The eleven films on Flicker Alley’s five-disc set Douglas Fairbanks: A Modern Musketeer are more than just a terrific collection of the films from one of the preeminent stars of silent cinema. Spanning the year 1916-1921, the films show Douglas Fairbanks developing from mere mortal film star, an actor with both comic grace and athletic flair, into the first action hero of the movies. All of the early films of this collection show Fairbanks in modern dress and contemporary mode, the urban guy with a chivalrous streak and an enthusiasm that bursts out of him in feats of gymnastic joy. Films like His Picture in the Papers (1917), Flirting With Fate (1917) and Wild and Woolly (1917) are more comedies than adventures and Fairbanks is a romantic comic lead whose athletic talents are an extension of his gags, much like Chaplin’s slapstick grace, Keaton’s daring play with massive mechanical props (like a moving steam engine) or Harold Lloyd’s thrill stunts. He’s dapper, charismatic and plays everything with a smile so wide you can’t help but be charmed by his joie de vivre, but he’s decidedly a modern urban hero, or at least a variation on it, the fop who transforms into the man of action of The Mollycoddle (1920). In When the Clouds Roll By (1920), one of the more unusual comedies of the set, Fairbanks is a superstitious young swell who is the unwitting victim of a decidedly sadistic psychological experiment by a doctor of dubious moral character trying to drive him to suicide, with the all-too-willing help of the man’s butler and building super (they both get far too much pleasure out of the misery they inflict on this sunny young man). Based on a scenario written by Fairbanks himself, it’s a strange and surreal comedy with an entire scene that place within his stomach (his dinner, looking very much like a primeval version of the Fruit of the Loom guys, acts up as he tries to digest a late meal) and a dream sequence that turns Fairbanks’ acrobatic feats into a slow-motion ballet that looks like something out of a Jean Vigo film.

Fairbanks as D'Artagnon in "A Modern Musketeer"

Fairbanks as D'Artagnon in "A Modern Musketeer"

With A Modern Musketeer (1917, directed by Allan Dwan), you see Fairbanks try on a different kind of persona in the prologue.
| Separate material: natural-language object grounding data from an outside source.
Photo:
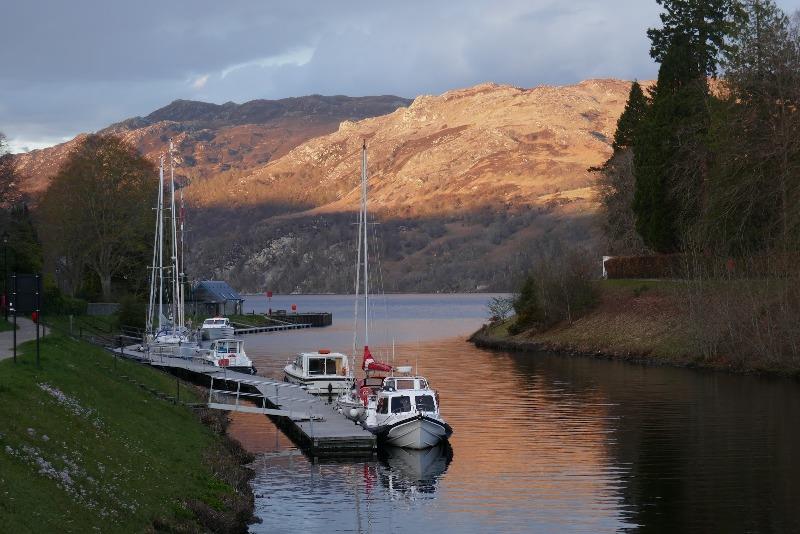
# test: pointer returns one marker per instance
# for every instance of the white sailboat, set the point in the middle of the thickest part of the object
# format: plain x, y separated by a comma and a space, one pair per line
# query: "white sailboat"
398, 407
165, 324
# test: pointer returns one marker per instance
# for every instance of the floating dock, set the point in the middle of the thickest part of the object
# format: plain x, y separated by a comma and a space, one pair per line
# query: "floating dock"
307, 419
315, 319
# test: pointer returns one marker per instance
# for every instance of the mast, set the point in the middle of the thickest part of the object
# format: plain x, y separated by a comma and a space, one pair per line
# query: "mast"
175, 282
151, 302
161, 241
366, 270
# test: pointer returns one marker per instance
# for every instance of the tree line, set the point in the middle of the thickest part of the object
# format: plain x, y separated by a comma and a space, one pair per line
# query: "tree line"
708, 158
91, 231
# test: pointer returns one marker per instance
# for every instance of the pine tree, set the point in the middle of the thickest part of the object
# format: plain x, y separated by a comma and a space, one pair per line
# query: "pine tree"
670, 153
631, 118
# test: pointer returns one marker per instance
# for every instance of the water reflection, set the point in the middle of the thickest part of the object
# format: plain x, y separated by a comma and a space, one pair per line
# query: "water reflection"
408, 472
546, 443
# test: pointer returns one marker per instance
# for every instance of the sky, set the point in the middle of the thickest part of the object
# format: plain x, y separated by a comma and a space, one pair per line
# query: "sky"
75, 66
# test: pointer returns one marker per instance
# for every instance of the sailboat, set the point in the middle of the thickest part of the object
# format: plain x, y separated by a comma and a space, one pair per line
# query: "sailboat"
165, 323
399, 407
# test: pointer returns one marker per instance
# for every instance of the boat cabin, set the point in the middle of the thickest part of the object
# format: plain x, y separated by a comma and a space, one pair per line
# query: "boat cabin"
322, 363
397, 383
216, 322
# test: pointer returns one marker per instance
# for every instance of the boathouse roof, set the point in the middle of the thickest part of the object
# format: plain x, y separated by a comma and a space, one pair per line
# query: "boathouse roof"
215, 291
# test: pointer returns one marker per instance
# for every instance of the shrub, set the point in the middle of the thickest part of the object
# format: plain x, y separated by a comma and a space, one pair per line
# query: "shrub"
132, 311
557, 289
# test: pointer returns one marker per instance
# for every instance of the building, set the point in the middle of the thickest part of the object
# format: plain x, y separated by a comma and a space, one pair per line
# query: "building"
213, 298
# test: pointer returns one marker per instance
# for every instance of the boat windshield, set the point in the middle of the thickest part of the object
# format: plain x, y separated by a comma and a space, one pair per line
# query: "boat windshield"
401, 403
383, 405
324, 366
404, 383
425, 403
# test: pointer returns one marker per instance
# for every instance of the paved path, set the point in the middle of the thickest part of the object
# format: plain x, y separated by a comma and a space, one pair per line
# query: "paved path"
25, 332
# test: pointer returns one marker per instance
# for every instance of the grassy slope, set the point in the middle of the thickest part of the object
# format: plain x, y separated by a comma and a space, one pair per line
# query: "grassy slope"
633, 318
114, 459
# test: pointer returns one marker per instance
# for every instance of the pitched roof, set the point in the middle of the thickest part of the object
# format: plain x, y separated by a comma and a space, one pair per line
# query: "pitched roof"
216, 290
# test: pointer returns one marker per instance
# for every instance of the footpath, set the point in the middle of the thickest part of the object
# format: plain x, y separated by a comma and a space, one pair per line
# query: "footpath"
25, 332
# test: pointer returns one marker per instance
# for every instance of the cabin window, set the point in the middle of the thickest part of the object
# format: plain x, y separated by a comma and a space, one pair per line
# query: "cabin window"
383, 405
425, 403
405, 383
323, 366
401, 404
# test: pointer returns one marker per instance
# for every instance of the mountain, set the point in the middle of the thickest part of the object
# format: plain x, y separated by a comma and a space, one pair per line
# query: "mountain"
468, 187
212, 139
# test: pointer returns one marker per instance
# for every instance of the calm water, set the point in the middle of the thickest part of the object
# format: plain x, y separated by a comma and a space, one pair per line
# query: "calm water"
542, 443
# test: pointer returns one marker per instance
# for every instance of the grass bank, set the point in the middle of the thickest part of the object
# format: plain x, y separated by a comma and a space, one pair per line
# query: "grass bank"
90, 444
634, 320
Fairbanks winks to the audience as he strides into frame in long, curly hair and the flouncy, flamboyant costume of D’Artagnon, but when he leaps into an acrobatic swordfight his smile is no longer one of knowing parody, but of athletic joy. It’s a brief scene that soon gives way to the modern musketeer incarnation, but it looks ahead to the action movie spectacles of the twenties that will make him a screen legend, represented on this set by The Mark of Zorro (1921), a dashing adventure tale of Old California’s Robin Hood. In his secret identity as the foppish Don Diego, Fairbanks slouches, shuffles, and gives the dim, dull air of a bored dilettante who can hardly be bothered to wake up – but clues us in on the charade with smiling asides and playful parlor tricks and games. Behind the mask of Zorro, however, he comes alive with a zesty smile and an acrobatic performance, vaulting through windows and over walls and declaiming his pantomime speeches with every muscle in his body – you can almost hear him through the silence.